Rev Mal Respir. 2007 May;24(5):645-52. doi: 10.1016/s0761-8425(07)91135-3.
[Article in French]

Abstract

Background: The authorities advocate a minimalist attitude towards the follow-up of resected bronchial carcinoma (clinical examination and chest x-ray). A survey showed that 70% of French respiratory physicians have chosen to use the CT scanner and often endoscopy. The published data are equivocal and are often based on retrospective studies. Lung cancer is a good model for a study of post-operative surveillance.

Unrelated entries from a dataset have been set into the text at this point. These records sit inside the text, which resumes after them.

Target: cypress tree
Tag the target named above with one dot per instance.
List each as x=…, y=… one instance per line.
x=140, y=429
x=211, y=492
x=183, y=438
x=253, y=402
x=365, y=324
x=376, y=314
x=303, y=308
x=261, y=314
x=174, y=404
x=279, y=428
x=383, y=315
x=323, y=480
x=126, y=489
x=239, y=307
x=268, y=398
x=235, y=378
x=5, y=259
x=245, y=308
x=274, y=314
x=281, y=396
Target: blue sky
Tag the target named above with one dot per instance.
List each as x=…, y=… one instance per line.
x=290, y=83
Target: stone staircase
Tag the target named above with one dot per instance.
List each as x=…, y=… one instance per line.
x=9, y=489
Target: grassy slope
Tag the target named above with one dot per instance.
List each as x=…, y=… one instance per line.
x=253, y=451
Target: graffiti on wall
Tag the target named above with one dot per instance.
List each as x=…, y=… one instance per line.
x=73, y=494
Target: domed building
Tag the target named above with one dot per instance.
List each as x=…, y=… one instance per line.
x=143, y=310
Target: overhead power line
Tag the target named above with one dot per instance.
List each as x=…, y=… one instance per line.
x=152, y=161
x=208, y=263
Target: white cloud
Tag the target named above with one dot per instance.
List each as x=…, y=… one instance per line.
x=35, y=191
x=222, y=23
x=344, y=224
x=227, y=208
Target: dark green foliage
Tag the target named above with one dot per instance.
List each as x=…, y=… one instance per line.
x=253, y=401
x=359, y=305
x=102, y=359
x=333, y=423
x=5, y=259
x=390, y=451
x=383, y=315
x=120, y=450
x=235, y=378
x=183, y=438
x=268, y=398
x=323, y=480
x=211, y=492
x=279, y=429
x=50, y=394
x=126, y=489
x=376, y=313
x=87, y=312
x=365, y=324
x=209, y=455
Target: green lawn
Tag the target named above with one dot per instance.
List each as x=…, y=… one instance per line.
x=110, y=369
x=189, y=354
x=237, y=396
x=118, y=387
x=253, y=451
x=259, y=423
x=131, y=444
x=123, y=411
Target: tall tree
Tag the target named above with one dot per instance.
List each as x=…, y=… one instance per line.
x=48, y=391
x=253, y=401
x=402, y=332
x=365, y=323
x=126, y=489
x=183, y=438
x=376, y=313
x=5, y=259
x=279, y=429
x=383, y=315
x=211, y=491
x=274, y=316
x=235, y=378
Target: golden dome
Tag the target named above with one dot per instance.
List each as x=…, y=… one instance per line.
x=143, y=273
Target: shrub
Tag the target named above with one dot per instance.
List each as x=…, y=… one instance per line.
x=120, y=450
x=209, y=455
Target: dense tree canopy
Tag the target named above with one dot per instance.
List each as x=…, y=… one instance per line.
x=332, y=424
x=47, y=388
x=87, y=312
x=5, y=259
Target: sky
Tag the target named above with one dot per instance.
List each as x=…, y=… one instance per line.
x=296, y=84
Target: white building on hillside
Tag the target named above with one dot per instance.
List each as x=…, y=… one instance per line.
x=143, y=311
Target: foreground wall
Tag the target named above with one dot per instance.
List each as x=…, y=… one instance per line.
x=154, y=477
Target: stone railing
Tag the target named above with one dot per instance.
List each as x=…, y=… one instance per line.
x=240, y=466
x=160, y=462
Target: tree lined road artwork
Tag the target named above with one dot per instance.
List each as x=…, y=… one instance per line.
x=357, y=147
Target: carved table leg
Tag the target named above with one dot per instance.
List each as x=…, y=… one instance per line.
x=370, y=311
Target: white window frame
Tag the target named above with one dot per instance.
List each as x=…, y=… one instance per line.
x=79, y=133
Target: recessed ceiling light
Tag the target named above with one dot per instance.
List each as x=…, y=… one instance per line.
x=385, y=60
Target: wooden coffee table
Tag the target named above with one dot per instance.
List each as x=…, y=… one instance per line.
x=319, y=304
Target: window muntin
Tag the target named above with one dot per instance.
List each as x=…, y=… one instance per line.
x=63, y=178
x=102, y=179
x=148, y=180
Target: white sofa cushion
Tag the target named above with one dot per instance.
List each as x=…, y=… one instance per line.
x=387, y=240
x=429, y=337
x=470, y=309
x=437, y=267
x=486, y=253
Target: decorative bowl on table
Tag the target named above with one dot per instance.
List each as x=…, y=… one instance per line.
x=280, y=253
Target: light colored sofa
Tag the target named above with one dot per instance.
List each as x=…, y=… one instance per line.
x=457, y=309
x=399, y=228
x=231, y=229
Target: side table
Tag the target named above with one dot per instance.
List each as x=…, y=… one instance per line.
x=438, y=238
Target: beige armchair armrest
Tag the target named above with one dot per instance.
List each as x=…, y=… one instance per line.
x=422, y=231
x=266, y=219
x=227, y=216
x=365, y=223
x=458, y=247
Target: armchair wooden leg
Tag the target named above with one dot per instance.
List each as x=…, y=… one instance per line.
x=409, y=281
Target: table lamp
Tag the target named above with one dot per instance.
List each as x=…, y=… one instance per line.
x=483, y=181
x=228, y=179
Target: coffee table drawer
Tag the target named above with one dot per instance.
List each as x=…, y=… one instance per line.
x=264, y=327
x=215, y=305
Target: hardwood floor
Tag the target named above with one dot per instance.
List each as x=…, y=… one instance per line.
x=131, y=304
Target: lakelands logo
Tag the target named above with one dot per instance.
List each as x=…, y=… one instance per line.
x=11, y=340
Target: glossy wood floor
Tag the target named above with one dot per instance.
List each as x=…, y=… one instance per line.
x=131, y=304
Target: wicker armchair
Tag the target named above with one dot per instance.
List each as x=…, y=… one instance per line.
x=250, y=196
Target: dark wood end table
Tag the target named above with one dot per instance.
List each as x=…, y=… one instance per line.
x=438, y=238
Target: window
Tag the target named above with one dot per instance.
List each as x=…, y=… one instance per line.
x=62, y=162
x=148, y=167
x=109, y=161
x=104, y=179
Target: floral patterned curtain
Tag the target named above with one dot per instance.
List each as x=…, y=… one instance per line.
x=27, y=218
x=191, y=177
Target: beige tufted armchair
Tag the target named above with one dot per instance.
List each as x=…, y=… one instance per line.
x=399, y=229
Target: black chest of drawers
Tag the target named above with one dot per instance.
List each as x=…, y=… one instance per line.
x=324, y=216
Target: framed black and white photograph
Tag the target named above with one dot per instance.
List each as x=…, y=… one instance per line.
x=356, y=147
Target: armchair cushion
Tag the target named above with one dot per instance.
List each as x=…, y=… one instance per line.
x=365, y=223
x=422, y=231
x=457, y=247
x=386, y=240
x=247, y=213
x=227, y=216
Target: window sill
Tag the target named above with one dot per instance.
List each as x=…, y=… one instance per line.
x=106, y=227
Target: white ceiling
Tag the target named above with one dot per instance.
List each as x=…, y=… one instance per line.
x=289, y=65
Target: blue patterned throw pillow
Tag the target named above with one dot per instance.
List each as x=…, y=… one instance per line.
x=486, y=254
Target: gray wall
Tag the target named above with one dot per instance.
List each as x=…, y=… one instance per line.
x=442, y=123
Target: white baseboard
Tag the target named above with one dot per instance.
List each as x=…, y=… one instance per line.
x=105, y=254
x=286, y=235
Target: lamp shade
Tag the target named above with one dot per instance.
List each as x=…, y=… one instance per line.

Recurrences often occur in easily observed areas, they may be detected while still asymptomatic and are sometimes potentially curable. Second primary tumours may develop at the same site.

Methods: The Intergroupe Francophone de Cancerologie Thoracique (IFCT) has initiated a trial comparing simple follow-up (clinical examination, chest x-ray) with a more intensive follow-up (CT scan, fibreoptic bronchoscopy). The surveillance will take place every 6 months for 2 years and then annually until 5 years.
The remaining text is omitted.